Hara harus bergegas. Gemuruh Krakatau seperti jam pasir yang selalu mengingatkannya akan tugas terakhirnya. Maut telah lalu darinya namun masih ada satu kekhawatiran yang lekas menjadi ketakutan. Berulangkali dia menepisnya. Hampir selesai, katanya berulang-ulang. Matanya mengedar ke sekitarnya. Kabut hijau semakin pekat. Saat tubuhnya tak lagi berguncang dia mengalungkannya kunci batu intan di lehernya. Gemuruh Krakatau disertai getaran kuat menghardiknya. Buru-buru dia menuruni menara. Langkahnya menjadi sulit sebab gempa terasa semakin hebat. Dia terayun-ayun ke kanan dan ke kiri.
Pada saat dia berbelok menuju pintu utama seseorang memanggilnya dengan lemah. Hara menoleh dan matanya membelalak.
“Nyai Sumbing, serunya.
Seorang perempuan setengah baya berusaha merangkak. Seluruh bajunya berlumuran darah. Bibirnya terbelah dan mencong ke kanan namun itu adalah cacat lahir. Itulah kenapa dia disebut Nyai Sumbing. Di dekat meja yang biasa untuk berjudi pada malam-malam laknat, Nyai Sumbing tersungkur. Kepalanya penuh dengan darah. Rambutnya tak lagi berwarna abu keperakan.
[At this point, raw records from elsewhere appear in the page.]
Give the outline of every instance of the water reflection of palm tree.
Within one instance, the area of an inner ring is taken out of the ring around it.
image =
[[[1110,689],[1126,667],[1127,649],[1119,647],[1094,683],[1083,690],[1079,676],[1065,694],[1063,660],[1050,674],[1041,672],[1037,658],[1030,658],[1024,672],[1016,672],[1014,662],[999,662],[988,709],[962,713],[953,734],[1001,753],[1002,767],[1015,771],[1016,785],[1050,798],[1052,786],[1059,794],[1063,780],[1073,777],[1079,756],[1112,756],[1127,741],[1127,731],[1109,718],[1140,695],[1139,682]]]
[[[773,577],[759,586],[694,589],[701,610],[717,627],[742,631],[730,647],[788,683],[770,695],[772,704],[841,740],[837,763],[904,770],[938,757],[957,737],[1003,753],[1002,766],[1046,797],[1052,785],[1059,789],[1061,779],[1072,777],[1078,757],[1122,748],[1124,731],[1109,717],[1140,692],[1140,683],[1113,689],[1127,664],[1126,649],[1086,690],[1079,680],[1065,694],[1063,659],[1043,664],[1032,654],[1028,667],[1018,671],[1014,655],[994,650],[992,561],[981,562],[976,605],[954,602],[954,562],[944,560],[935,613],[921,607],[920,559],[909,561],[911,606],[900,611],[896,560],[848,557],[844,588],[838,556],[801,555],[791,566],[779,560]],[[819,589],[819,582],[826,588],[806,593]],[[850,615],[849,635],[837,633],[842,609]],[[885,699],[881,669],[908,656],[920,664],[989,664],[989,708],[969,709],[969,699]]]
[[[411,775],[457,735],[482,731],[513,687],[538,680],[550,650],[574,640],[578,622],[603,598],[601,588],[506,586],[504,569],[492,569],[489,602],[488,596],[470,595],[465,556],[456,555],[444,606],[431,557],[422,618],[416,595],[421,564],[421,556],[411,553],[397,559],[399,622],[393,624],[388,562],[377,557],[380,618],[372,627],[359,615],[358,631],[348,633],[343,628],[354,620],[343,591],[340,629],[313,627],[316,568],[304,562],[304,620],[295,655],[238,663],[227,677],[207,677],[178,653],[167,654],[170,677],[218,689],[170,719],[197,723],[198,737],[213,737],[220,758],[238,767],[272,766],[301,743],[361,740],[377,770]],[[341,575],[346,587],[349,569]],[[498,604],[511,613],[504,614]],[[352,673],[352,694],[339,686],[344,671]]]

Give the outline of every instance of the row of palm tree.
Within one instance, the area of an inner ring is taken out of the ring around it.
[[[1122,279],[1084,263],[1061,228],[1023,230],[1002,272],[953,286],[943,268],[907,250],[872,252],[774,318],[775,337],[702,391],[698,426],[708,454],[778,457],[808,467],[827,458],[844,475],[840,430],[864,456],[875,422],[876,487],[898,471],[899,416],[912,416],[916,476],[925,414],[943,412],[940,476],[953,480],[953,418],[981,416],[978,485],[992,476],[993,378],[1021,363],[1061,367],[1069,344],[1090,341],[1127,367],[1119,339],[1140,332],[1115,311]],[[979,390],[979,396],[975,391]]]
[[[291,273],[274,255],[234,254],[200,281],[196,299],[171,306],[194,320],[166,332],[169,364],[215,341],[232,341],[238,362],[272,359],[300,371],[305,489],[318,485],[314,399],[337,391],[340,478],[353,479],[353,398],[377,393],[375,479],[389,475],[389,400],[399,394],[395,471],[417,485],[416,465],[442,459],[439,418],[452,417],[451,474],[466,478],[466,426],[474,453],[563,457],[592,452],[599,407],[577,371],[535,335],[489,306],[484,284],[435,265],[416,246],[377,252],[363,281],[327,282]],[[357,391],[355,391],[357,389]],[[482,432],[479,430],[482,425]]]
Hanya merah..
“Hara…”
Hara menubruk Nyai Sumbing dan memeluknya. Kepala perempuan setengah baya itu terkulai di pangkuan Hara. Baju lusuh Hara basah karena darah kembali. “Nyai Sumbing, kamu masih hidup. Ayo ikutlah bersamaku.”
“Aku takkan bertahan Hara. Pergilah ke pesisir selatan. Di sana sudah ada sekoci yang kami curi. Pakailah. Kamu harus hidup sebab kamu juru kunci terakhir. Tetaplah hidup.”
“Tidak Nyai, aku harus membawamu bersamaku.”
Suara gemuruh di luar semakin menjadi. Nyai Sumbing menatap Hara dengan mata memohon.
“Hara, dengarkan aku. Meski kamu berhasil membawaku, aku takkan bisa bertahan dari amukan Krakatau. Tak ada waktu lagi. Kamu harus berada di laut saat krakatau meledak. Meski kamu membawaku, aku takkan bisa bertahan dari Krakatau. Tapi kamu bisa. Lakukan sekarang.”
“Nyai..”
“Jangan lemah, Hara. Aku mengajarimu untuk tegar. Tinggalkan aku. Jagalah kunci batu intan. Lakukan tugas terakhir. Lautan menunggumu.”
Bibir Hara yang sobek bekas pertarungan tadi menggigil keras. Matanya mengabut lagi. Kali ini warnanya ungu. Kabut ungu di mata Hara.
“Biarkan aku membawamu, Nyai. Lebih berbahaya berada disini saat kamu hidup daripada ketika kamu mati.”
Nyai Sumbing mengangsurkan tangannya dan membuka genggamannya.
“Aku masih punya ini.”
Mata Hara berlinangan. Sebuah pil kecil berada di  tangan Nyai Sumbing. Mereka menyebutnya pil api. Jika Nyai Sumbing menelannya, perempuan malang itu akan mati bahkan sebelum pil itu sampai di lambungnya. Tubuh nyai akan dibakar dari dalam.
“Sebelum kau sampai di pesisir selatan aku sudah bebas,” kata Nyai Sumbing pelan, berusaha untuk tersenyum.
Hara menggenggam tangan Nyai Sumbing,“Aku takkan melupakanmu Nyai,desis Hara lalu berdiri. Dia berlari dan tak menoleh lagi. Menuju selatan. Kali ini bola matanya berubah lagi. Menghijau. Sekelam kabut di sekitarnya. Dia mengacungkan kunci batu intannya dan kabut itu menyibak dengan sendirinya.
Hara berhasil menemukan sekoci itu. Dia masuk ke dalamnya. Sebelum mendayung dia melihat ke arah gunung  Krakatau yang semakin bergolak. Hara mengusap kunci batu intan di dadanya. Dingin. Di depannya neraka bergemuruh dan dia akan menuju sana. Tangannya meraih dayung dan menghantamkannya ke permukaan laut. Pada saat sekoci bergerak, kabut hijau itu mengikutinya seperti sekumpulan budak yang patuh.
Hara memerhatikan jarak yang telah dia tempuh. Dia telah berada tepat di tengah pulau dan gunung Krakatau yang mengejan. Pelan-pelan Hara mengacungkan kunci batu intannya lagi. Kabut hijau pekat yang semula menurut itu tiba-tiba menggeliat. Dalam sekejap kabut hijau itu membentuk figur ular besar yang menggeliat kesakitan. Ular besar itu terisap masuk ke dalam kunci batu intan dengan cepat.